Trump at Prayer Breakfast: 'Lord's grace all around us'
"Each year, this event reminds us that faith is central to American life and to liberty," Trump said. "Our founders invoked our Creator four times in the Declaration of Independence. Our currency declares, 'In God we trust.' And we place our hands on our hearts as we recite the Pledge of Allegiance and proclaim we are 'one nation under God.'"
Among Southern Baptists in attendance were former Southern Baptist Convention Presidents Ronnie Floyd and Jack Graham, Student Leadership University President Jay Strack, Texas pastor Robert Jeffress, California pastor Greg Laurie and Johnnie Moore, an author and media relations specialist.
Strack told Baptist Press he has been attending National Prayer Breakfasts for 30 years, "and I thought today was maybe the most moving that I've been to since Mother Teresa was here" in 1994 and delivered a pro-life message beside then-President Bill Clinton, a supporter of so-called abortion rights.
Rep. Steve Scalise, a Louisiana Republican who was shot in June 2017 while practicing for a congressional baseball game, delivered the morning's keynote address and spoke of "miracles" God performed to save his life following the injury. Scalise was introduced by his longtime friend Rep. Cedric Richmond, D-La.
U.S. Army officer Scott Smiley also spoke, along with his wife Tiffany, about his recovery following a 2005 suicide bombing in Iraq that left him blind. Members of Congress from both parties offered prayers.

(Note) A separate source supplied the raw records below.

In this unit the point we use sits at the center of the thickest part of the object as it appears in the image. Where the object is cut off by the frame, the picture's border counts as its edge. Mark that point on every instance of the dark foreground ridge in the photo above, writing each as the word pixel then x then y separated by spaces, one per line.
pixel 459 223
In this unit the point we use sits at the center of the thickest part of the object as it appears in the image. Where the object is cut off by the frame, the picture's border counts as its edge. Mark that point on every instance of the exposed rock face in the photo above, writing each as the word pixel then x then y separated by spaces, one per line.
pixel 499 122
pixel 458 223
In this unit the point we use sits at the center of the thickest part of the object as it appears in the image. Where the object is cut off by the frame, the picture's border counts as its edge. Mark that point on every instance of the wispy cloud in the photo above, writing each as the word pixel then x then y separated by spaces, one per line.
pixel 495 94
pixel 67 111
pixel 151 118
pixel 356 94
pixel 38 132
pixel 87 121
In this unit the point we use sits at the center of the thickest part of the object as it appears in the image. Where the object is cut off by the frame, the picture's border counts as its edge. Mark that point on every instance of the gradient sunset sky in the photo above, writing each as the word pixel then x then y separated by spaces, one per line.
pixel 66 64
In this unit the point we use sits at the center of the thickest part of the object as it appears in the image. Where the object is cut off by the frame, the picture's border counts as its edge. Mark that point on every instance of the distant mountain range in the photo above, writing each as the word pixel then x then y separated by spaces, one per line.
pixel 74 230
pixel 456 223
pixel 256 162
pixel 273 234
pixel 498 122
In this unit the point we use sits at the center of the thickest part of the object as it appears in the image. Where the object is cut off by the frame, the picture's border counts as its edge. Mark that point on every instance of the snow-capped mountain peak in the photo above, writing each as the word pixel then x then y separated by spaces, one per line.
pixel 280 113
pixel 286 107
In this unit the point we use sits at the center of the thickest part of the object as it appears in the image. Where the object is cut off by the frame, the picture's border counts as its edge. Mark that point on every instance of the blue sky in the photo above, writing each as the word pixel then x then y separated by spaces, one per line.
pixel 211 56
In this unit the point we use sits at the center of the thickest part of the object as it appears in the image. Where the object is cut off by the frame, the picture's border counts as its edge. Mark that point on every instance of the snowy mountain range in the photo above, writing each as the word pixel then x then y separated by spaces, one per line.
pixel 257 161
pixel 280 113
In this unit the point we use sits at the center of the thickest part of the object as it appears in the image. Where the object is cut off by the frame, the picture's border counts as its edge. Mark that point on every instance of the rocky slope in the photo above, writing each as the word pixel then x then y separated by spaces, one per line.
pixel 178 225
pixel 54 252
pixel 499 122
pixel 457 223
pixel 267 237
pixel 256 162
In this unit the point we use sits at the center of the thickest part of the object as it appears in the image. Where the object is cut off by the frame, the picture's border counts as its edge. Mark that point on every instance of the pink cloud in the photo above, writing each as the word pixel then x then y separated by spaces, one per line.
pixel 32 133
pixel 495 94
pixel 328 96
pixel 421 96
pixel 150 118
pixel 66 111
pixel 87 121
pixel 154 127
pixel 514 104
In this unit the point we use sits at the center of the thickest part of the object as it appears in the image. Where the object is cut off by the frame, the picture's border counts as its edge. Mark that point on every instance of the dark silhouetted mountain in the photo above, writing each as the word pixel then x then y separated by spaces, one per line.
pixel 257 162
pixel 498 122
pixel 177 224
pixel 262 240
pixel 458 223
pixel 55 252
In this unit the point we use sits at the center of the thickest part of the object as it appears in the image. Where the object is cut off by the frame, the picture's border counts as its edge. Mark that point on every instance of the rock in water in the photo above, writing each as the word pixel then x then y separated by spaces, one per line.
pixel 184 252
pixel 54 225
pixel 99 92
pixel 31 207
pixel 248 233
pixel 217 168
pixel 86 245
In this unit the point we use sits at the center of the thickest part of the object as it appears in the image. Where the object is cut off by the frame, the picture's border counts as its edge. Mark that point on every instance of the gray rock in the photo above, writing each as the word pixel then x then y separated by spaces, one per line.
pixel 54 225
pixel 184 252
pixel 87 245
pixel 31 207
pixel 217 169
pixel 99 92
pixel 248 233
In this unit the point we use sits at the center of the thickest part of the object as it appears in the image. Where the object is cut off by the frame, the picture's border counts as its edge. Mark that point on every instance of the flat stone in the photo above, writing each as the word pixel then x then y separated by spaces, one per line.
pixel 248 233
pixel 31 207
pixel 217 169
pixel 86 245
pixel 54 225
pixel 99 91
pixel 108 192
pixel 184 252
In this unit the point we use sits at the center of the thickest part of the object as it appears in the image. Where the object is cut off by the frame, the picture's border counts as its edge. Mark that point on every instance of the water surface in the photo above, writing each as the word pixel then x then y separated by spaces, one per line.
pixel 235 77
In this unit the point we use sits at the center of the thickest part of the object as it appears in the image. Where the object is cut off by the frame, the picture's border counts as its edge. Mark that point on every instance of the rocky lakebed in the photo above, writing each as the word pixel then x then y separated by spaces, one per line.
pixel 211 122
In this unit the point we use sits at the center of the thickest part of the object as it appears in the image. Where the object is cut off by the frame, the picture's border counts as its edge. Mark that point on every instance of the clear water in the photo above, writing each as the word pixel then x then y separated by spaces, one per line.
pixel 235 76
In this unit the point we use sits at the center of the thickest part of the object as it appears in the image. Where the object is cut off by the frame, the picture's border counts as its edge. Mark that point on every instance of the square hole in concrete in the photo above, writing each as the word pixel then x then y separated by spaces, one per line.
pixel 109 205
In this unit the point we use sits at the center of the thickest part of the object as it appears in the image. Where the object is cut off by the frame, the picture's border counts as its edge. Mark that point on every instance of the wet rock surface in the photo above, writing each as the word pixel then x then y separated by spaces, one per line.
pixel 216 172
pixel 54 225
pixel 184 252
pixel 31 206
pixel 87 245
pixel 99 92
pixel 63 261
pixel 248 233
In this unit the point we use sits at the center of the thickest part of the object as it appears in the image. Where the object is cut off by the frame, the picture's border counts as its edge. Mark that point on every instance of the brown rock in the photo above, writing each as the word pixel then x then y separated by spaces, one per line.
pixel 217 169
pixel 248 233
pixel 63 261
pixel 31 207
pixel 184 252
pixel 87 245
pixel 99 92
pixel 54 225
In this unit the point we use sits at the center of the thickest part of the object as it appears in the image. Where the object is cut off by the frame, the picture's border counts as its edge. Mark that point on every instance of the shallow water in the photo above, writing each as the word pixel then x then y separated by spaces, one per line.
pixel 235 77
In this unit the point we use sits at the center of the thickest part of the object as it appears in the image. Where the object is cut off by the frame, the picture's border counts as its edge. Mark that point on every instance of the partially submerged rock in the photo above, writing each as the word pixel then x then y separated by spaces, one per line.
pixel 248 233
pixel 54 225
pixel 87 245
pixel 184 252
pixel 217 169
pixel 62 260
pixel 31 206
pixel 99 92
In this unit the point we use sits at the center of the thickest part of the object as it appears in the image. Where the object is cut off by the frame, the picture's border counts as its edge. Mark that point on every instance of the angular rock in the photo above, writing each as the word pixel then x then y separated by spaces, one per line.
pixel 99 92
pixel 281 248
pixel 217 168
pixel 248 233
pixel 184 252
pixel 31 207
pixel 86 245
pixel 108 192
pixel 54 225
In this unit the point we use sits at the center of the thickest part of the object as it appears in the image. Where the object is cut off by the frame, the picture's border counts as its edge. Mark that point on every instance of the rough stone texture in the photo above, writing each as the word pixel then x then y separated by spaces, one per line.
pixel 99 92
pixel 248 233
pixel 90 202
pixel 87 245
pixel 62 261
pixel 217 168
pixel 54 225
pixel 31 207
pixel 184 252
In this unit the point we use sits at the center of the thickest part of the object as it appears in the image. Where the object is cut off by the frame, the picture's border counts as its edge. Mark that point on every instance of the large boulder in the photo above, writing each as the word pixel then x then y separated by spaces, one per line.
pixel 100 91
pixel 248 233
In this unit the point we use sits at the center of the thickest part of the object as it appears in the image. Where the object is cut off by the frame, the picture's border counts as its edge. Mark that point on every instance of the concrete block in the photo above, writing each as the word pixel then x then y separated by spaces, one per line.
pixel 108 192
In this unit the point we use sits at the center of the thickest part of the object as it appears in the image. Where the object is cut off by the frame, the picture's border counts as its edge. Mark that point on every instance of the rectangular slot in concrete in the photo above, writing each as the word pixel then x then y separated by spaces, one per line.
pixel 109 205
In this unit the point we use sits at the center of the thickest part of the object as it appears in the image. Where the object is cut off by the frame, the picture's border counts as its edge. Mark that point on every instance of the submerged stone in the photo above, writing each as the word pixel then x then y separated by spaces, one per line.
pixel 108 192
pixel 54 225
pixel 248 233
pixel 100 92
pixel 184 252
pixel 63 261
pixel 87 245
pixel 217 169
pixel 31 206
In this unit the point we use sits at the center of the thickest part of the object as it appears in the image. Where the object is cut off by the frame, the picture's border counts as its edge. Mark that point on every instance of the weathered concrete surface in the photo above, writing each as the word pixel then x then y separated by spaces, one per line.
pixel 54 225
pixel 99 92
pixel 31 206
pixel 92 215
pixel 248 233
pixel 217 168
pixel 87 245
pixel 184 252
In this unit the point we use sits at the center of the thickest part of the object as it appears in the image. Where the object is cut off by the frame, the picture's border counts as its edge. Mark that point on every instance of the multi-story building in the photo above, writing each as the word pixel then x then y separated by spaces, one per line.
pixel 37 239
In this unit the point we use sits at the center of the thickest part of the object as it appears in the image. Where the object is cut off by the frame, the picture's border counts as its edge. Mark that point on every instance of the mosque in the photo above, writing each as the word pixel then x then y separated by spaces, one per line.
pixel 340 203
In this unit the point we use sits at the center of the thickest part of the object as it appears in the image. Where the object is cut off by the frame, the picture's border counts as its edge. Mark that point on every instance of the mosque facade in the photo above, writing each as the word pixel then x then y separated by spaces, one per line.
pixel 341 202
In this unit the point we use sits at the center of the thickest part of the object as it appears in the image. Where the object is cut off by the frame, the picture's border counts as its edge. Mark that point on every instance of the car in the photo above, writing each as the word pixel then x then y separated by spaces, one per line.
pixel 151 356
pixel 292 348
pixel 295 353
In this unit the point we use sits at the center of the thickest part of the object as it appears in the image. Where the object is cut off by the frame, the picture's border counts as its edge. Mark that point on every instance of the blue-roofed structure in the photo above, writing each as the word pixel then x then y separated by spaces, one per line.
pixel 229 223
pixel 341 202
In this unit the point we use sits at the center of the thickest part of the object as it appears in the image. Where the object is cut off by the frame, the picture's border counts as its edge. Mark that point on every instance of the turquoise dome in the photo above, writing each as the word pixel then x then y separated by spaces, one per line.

Trump quoted Ephesians 2:10 and said "America's heroes rise" to the verse's call to do good works. As examples from the past year, he cited first responders and ordinary citizens who helped their neighbors during Hurricanes Harvey and Irma; firefighters who battled California wildfires; strangers who shielded one another from bullets during a mass shooting in Las Vegas; communities that have fought the nation's opioid crisis; and members of the U.S. military.
The president also spoke of America's "tireless" quest "for justice and peace," noting that the U.S.-led coalition to defeat the Islamic State terrorist group "has liberated almost 100 percent of the territory just recently held by these killers in Iraq and all throughout Syria."
America "stands with all people suffering religious persecution," Trump said. He referenced government oppression and human rights violations in Iran, Cuba, Venezuela and North Korea.
"Our rights are not given to us by man," Trump said. "Our rights came from our Creator. No matter what, no earthly force can take those rights away. That is why the words 'praise be to God' are etched atop the Washington Monument, and those same words are etched into the hearts of our people."
Trump said Americans are "truly blessed" by God.
"Across our land, we see the splendor of God's creation," Trump said. "Throughout our history, we see the story of God's providence, and in every city and town, we see the Lord's grace all around us through a million acts of kindness, courage and generosity."
Floyd, president of the National Day of Prayer Task Force, told BP the breakfast "was a very engaging experience" and "a good reminder about the power of prayer."
"Extremely moving was the personal testimony by Congressman Steve Scalise of Louisiana, who was overwhelmed with the answered prayer that God provided for him when he received a major life-threatening gunshot wound last year while he was practicing baseball with his fellow members of Congress," Floyd, pastor of Cross Church in northwest Arkansas, said via email.
Graham, pastor of Prestonwood Baptist Church in Plano, Texas, said he has attended the National Prayer Breakfast "many times over," but this year's event "was the best yet."
"It's a great time," Graham told BP in a text message, "when politicians put partisanship aside and pray together for our nation and countries around the world."